住金は格付け引き上げも利益確定売り先行し続落

 住友金属工業(5405)は前場、11円安の492円まで売られ続落した。30日にフィッチ・レーティングスが、同社の外貨建て・円建て長期発行体デフォルト格付をBB-からBBB-に、外貨建て・円建て短期格付けBからF3に引き上げると発表したが、米国株価の急落から利益確定売りが先行した。同社の格付は、修正後総有利子負債/営業EBITDARが2002年3月期の10.1倍から2006年3月期に1.9倍に低下するなど、信用力指標が目覚しく改善していることを反映している。

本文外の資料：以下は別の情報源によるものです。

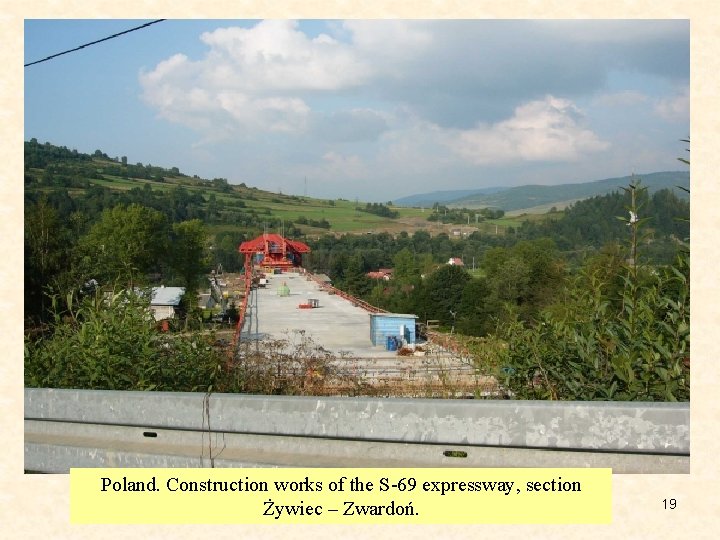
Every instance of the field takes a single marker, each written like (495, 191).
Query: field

改善は、ビジネスモデルと製品構成の再構築にけん引されたもので、エネルギーと自動車関連の高級鋼材への注力を加速している。同戦略は激しさを増す汎用鋼材の競争に対し防御になり、鋼材価格の値下げ圧力が強まった2006年3月期下期でも、同業他社と違い大幅な値上げを実現、2006年3月期純利益は前々期比ほぼ倍増の2212億円となった。背景に石油開発プロジェクトの採算が改善し、過酷開発環境下でも操業可能なシームレスパイプを供給できる数少ない企業の一つであることをあげている。株価は、積み上がった買い残の整理は不可欠だが、PERは15倍台にとどまり再び「質への逃避」で出直りが予想される。